A. The associate director, with the approval of the director, shall employ an Arizona licensed veterinarian as chief veterinary meat inspector. The chief veterinary meat inspector must have at least four years’ experience of meat inspection work in slaughtering establishments. The duties of the chief veterinary meat inspector shall be to supervise the state meat inspection service and enforce and efficiently carry out the provisions of this chapter, so as to assure the public that only pure and wholesome meats are offered for sale.

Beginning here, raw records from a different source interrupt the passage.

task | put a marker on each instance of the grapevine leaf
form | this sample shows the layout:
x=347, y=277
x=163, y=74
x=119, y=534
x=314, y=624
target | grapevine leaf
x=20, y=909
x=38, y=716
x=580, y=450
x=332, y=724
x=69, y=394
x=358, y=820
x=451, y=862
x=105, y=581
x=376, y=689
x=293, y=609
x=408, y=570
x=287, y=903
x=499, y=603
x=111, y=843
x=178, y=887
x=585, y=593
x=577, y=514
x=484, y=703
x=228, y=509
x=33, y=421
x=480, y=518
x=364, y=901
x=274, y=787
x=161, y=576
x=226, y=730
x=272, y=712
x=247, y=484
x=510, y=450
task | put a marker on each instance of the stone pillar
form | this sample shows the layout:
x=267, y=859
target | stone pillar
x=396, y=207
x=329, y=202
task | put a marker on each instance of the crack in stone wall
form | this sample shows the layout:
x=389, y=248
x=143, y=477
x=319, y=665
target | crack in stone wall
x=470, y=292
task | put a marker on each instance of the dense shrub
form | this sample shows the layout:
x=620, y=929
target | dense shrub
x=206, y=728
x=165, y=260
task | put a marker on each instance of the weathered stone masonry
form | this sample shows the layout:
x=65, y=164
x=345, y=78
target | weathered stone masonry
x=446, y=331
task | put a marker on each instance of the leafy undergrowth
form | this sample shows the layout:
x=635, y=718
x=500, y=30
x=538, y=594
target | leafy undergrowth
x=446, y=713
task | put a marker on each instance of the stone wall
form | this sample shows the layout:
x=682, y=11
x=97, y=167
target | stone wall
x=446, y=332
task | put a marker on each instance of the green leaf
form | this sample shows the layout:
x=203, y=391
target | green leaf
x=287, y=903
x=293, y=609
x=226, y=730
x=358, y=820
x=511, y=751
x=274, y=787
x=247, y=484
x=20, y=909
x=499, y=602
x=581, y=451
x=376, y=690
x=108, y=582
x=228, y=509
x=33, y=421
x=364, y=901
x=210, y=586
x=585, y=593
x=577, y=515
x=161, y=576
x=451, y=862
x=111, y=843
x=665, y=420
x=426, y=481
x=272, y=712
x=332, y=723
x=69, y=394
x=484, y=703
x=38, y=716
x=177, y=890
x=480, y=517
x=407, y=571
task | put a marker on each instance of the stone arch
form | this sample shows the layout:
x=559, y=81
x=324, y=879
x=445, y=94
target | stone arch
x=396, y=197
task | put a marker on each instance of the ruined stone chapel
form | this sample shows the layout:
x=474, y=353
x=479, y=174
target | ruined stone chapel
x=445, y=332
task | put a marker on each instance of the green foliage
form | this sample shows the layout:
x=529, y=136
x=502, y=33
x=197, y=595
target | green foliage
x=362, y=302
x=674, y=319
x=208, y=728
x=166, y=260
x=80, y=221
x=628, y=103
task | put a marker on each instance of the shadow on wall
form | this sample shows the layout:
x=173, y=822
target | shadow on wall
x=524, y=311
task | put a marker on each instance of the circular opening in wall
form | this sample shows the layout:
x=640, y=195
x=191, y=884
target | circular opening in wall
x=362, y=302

Terms Used In Arizona Laws 3-2041

  • Associate director: means the associate director of the division. See Arizona Laws 3-2001
  • Chief veterinary meat inspector: means a qualified licensed veterinarian appointed by the director to supervise the state meat inspection service for the state and to carry out the provisions of this chapter. See Arizona Laws 3-2001
  • Establishment: means a mobile or stationary building, plant, vehicle or structure where meat or meat food products are slaughtered or processed or offered for sale. See Arizona Laws 3-2001
  • Inspector: includes chief veterinary meat inspector, veterinary meat inspector, lay meat inspector, livestock officer or any other employee appointed by the associate director, with the approval of the director, to carry out the purposes of this chapter, the livestock laws and rules adopted thereunder. See Arizona Laws 3-2001
  • Meat: means the edible part of the muscle of cattle, sheep, swine, goats or equines which is skeletal or which is found in the tongue, in the diaphragm, in the heart or in the esophagus, with or without the accompanying and overlying fat, and the portions of bone, skin, sinew, nerve and blood vessels which normally accompany the muscle tissue and which are not separated from it in the process of dressing. See Arizona Laws 3-2001
  • State meat inspection service: means the meat inspection provided in sections 3-2041 through 3-2047 and sections 3-2049, 3-2051 and 3-2052, providing approved slaughtering plants with inspectors during all periods of slaughter to conduct antemortem and postmortem inspections of all cattle, sheep, swine, goats, horses, mules or other equines slaughtered. See Arizona Laws 3-2001
  • Veterinary meat inspector: means a qualified licensed veterinarian appointed by the associate director, with the director's approval, to work under the direction of the chief veterinary meat inspector. See Arizona Laws 3-2001

B. Upon qualification by the chief veterinary meat inspector, the associate director, with the director’s approval, shall employ veterinary meat inspectors and lay meat inspectors who shall be responsible to the chief veterinary meat inspector and who shall conduct antemortem and postmortem inspections, enforce sanitary requirements, perform other duties necessary to conduct proper meat inspection and carry out the provisions of this chapter. The director may also assign personnel from the office of inspections to perform inspections under this chapter under the supervision of the chief veterinary meat inspector.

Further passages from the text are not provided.